Su historia es una más entre las tantas víctimas del terrorismo izquierdista de los años '70, pero con su específica cuota de dolor y desamparo.
Hace 45 años el ingeniero José María Paz era uno de los más importantes empresarios de Tucumán. Presidía la Compañía Azucarera Concepción, el principal ingenio de la provincia (y segundo del país), y ejercía gran influencia en los sectores industriales a escala nacional. Pertenecía además a una ilustre familia tucumana, cuyos orígenes se remontaban hasta un hermano del Manco Paz, el general unitario que en el siglo XIX guerreó con Facundo Quiroga.
La noche del 7 de agosto de 1974, durante el gobierno democrático del justicialismo, Paz volvió en avión a San Miguel de Tucumán en uno de sus frecuentes vuelos desde Buenos Aires, donde desarrollaba parte de sus tareas empresariales. Tomó un taxi. Que a poco de andar fue encerrado por varios vehículos de los que saltaron hombres y mujeres armados. Eran miembros de Montoneros que querían secuestrar al empresario para luego pedir un suculento rescate que financiara su guerra revolucionaria.
Paz tenía otros planes. Varias veces les había anticipado a sus familiares que, si llegaba a pasar por una situación así, su decisión iba a ser resistir y no ofrecerse como prenda a cambio de dinero que terminara fomentando la violencia que desangraba al país.

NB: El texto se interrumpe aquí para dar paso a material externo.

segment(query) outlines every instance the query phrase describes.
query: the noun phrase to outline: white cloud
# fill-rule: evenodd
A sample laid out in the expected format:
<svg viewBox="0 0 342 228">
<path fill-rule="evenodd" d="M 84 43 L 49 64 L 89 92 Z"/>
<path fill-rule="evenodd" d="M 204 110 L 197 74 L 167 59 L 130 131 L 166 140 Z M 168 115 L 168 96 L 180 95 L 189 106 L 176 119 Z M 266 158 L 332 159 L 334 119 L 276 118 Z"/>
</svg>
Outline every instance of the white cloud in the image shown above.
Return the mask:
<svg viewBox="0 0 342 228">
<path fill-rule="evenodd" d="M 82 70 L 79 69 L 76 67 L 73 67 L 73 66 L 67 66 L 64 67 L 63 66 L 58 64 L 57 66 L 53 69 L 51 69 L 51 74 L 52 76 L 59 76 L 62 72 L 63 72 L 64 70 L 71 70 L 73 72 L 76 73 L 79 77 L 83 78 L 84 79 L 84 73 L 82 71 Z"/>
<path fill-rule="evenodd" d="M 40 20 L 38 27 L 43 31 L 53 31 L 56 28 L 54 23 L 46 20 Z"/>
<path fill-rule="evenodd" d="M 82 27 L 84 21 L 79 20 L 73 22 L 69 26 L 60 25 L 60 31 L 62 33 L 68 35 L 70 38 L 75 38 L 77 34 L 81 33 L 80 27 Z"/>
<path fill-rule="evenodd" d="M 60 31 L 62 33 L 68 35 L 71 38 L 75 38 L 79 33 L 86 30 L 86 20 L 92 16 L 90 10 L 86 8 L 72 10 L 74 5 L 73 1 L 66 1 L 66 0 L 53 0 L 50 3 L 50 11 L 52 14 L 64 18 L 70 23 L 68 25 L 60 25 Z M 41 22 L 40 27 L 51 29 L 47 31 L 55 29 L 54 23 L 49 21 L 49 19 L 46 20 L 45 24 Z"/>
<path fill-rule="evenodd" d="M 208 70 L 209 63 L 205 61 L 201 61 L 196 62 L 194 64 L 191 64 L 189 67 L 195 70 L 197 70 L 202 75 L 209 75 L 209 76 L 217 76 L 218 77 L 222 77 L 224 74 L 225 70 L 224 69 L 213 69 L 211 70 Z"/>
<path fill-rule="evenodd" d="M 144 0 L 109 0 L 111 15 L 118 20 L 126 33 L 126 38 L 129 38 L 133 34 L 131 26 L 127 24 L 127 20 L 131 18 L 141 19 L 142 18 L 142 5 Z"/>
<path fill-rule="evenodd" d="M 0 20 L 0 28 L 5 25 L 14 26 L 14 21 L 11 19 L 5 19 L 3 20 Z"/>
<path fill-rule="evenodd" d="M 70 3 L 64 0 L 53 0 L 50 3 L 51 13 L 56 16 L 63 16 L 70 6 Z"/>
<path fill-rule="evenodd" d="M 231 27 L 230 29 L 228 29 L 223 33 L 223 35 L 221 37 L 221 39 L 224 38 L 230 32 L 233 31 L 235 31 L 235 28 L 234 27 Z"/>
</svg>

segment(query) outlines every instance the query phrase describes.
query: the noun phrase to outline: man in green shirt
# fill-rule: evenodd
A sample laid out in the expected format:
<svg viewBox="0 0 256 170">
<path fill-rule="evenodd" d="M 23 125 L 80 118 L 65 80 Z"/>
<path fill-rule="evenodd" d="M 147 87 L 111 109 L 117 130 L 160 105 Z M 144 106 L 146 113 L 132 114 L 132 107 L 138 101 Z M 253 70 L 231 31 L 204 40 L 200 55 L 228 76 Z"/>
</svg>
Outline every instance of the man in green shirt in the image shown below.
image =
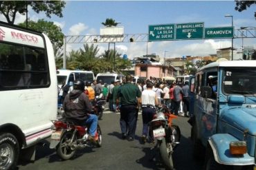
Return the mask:
<svg viewBox="0 0 256 170">
<path fill-rule="evenodd" d="M 115 87 L 113 87 L 113 92 L 112 92 L 112 94 L 113 94 L 113 109 L 114 111 L 117 111 L 116 110 L 117 107 L 119 108 L 119 106 L 116 105 L 116 98 L 117 98 L 117 96 L 118 96 L 118 92 L 119 87 L 120 87 L 120 81 L 117 80 L 116 81 L 116 83 L 115 83 Z"/>
<path fill-rule="evenodd" d="M 131 75 L 126 76 L 125 79 L 126 83 L 118 88 L 116 105 L 121 105 L 120 125 L 122 137 L 125 139 L 128 136 L 128 140 L 132 141 L 135 137 L 141 92 L 137 85 L 131 83 Z"/>
</svg>

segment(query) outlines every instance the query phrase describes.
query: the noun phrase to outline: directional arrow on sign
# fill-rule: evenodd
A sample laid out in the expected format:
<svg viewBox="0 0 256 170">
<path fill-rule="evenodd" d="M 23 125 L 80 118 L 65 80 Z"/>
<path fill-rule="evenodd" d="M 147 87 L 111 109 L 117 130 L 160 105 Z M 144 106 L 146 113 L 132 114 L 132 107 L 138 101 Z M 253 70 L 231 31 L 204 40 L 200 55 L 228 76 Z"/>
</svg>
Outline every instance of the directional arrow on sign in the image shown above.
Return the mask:
<svg viewBox="0 0 256 170">
<path fill-rule="evenodd" d="M 188 38 L 190 38 L 190 37 L 191 37 L 191 36 L 192 36 L 192 35 L 191 35 L 191 33 L 190 33 L 190 32 L 188 32 L 188 36 L 188 36 Z"/>
<path fill-rule="evenodd" d="M 154 34 L 153 31 L 150 31 L 149 34 L 152 35 L 153 36 L 155 36 L 155 34 Z"/>
</svg>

Aquella noche infausta, Paz cumplió con su promesa. En vez de acatar las órdenes de los terroristas, abrió la puerta del taxi y salió corriendo. Alcanzó a alejarse unos cuantos metros hasta que uno de los montoneros apuntó y disparó varias veces, dejándolo gravemente herido. El secuestro se había frustrado, pero Paz tendría que luchar por sobrevivir en los siguientes veinte días.
En ese lapso de agonía también hubo momentos de suma lucidez y templanza. El empresario herido, a quien los guerrilleros habían elegido como blanco de su frío odio ideológico, no les guardaba rencor. Muy por el contrario, llegó a pedir que lo pusieran en contacto con alguno de ellos para conversar en persona y buscar una salida a la demencia que estaba empujando a todos hacia un baño de sangre. El pedido era una muestra, extrema, de la coherencia de Paz. Hasta el final había querido mantenerse fiel a los principios que habían guiado su actividad empresarial: diálogo y responsabilidad social.
Paz murió el 27 de agosto de 1974. Tenía 45 años y dejaba esposa y cinco hijos. Su entierro en Tucumán se transformó en una ceremonia multitudinaria, a la que acudieron miles de empleados del ingenio Concepción encabezados por sus dirigentes sindicales. A algunos de ellos, meses después, Montoneros también los asesinó en venganza, acusándolos de "perros falderos" por haber acompañado a la familia en su inmenso dolor. A tal extremo llegaba el delirio de aquella época.
Hoy casi nadie se acuerda de Paz. Pese a la relevancia que tuvo en vida, su nombre no aparece en los manuales escolares ni ha llegado al cine ni a series de televisión. Tampoco figura en solemnes museos o parques de la memoria, y la fecha de su muerte, o la del fallido intento de secuestro, no movilizan a la clase política ni conmueven en lo más mínimo a las elites culturales. Paz ha sido borrado de la historia. Y su crimen, horrendo y absurdo como el de tantos otros, permanece hundido en un pasado que no conviene recordar.